When to use Vague: Generating realistic test fixtures.
Complementary use: Use Vague to generate fixtures, property-based testing to verify invariants.
vs. OpenAPI
OpenAPI specifies API contracts. Vague can import OpenAPI schemas, generate conformant data, and populate specs with examples.

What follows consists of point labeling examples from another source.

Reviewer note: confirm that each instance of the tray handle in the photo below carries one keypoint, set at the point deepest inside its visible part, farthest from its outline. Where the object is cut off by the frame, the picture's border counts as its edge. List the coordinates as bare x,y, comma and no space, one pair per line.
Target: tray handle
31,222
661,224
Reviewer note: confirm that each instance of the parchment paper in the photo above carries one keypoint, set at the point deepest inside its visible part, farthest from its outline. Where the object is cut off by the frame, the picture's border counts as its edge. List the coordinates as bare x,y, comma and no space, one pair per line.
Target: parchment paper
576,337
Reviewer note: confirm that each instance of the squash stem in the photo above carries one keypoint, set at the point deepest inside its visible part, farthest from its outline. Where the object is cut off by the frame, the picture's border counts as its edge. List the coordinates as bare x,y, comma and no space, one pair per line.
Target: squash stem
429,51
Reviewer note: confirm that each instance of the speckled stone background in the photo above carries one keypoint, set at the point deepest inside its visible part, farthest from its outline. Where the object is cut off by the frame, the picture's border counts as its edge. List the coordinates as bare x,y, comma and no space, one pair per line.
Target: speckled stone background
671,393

| Capability | OpenAPI | Vague |
|---|---|---|
| Schema definition | Yes | Yes |
| Format hints | format: "email" | email() |
| Examples | Manual | Auto-generated |
| Generation | Requires tools | Built-in |
| Cross-schema refs | $ref (structure) | any of (values) |
| Business constraints | x- extensions | assume blocks |
Workflow integration:
# Import OpenAPI → generate → validate → populate examples
vague data.vague -v api.json --oas-output api-with-examples.json
Feature Matrix
| Feature | Faker | JSON Schema | fast-check | OpenAPI | Vague |
|---|---|---|---|---|---|
| Realistic values | Yes | No | No | No | Yes |
| Type constraints | No | Yes | Yes | Yes | Yes |
| Weighted distributions | Manual | No | Manual | No | Native |
| Cross-field constraints | Manual | Limited | Filter | No | Native |
| Cross-record refs | Manual | No | Manual | $ref | Native |
| Edge case generation | Manual | No | Shrinking | No | issuer.* |
| Negative testing | Manual | No | Manual | No | violating |
| Schema validation | No | Yes | No | Yes | Yes |
| Reproducible (seeded) | Manual | No | Yes | No | Yes |
When to Choose Vague
Choose Vague when:
- Data has relationships — Invoices reference customers
- Data has constraints — Due dates must follow issued dates
- You need realistic distributions — 80% of orders are fulfilled
- You want edge case coverage — Unicode exploits, boundary values
- You need reproducibility — Same seed = same data
- You validate the same schemas — Generate AND validate
Stick with simpler tools when:
- You just need a few random values
- Your data has no relationships or constraints
- You're testing pure functions
Summary
Vague is not a replacement for Faker — it includes Faker. It's not a replacement for JSON Schema — it can import and validate against OpenAPI. It's not a replacement for property-based testing — they're complementary.
Vague answers: "How do we formally describe what valid data looks like for our APIs?"
The same .vague file that generates your test fixtures can validate your production data. That's a schema contract, not a data faker.